Nepal is to deploy armed police along its northern border with Tibet, the country’s home minister has said, days after nearly 80 Tibetans were arrested in the capital Kathmandu.
The move is part of a plan to make Nepal’s border with neighboring China more secure, Bhim Rawal said in an interview published yesterday, but he denied the government was acting under pressure from Beijing.
“We plan to gradually deploy APF [Armed Police Force] in different points along the border. We have already deployed security forces along the Nepal-India border,” he told the Republica daily.
“It is very clear that to secure the border is in our national interests ... We have to put our utmost efforts to make our border secure and efficient,” the home minister said.
Nepal is home to around 20,000 exiled Tibetans who began arriving in large numbers in 1959 when the Dalai Lama fled Tibet after a failed uprising.
Some 2,500 Tibetans used to make the dangerous trip from Chinese-controlled Tibet to Nepal every year on their way to India to join the Dalai Lama, but activists say the number has fallen sharply since China mobilized its military in Tibet in March last year.
The government in Nepal has come under increasing pressure to suppress anti-China activity on its soil and activists say it has responded by adopting a harder line against the exiles.

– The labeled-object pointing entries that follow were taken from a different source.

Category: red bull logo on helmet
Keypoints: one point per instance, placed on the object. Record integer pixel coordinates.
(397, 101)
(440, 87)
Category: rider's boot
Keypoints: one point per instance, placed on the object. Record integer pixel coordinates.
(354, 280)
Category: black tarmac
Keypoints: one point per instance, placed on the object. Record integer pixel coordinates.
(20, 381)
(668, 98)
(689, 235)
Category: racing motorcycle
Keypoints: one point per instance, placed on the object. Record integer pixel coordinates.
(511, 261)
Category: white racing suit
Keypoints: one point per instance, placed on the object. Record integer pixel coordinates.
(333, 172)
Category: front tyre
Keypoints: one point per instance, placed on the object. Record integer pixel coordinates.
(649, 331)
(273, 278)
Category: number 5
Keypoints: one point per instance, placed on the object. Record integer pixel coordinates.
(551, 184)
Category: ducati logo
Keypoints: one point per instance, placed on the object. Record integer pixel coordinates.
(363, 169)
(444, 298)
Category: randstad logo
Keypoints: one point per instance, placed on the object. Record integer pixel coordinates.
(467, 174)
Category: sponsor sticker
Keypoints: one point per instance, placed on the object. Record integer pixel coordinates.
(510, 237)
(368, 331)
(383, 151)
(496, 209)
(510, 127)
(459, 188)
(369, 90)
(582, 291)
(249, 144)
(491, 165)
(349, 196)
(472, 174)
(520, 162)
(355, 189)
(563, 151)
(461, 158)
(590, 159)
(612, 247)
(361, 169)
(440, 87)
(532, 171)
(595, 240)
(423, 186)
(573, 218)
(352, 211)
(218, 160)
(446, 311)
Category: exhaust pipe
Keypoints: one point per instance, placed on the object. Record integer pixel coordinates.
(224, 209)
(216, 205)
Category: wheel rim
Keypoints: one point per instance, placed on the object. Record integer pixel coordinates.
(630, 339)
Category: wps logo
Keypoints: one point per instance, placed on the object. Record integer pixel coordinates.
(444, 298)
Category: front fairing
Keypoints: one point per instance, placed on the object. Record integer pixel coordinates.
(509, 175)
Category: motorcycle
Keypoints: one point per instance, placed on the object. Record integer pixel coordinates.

On Thursday, police in Kathmandu arrested around 80 Tibetans as they tried to stage a protest outside a Chinese embassy building to mark the 60th anniversary of communist rule.
In related news, US Secretary of State Hillary Clinton on Thursday named a new coordinator for Tibet tasked with promoting dialogue between China and representatives of the Dalai Lama.
Clinton announced that Under Secretary of State for Democracy and Global Affairs Maria Otero will also serve as special coordinator for Tibetan issues for President Barack Obama’s administration, the State Department said.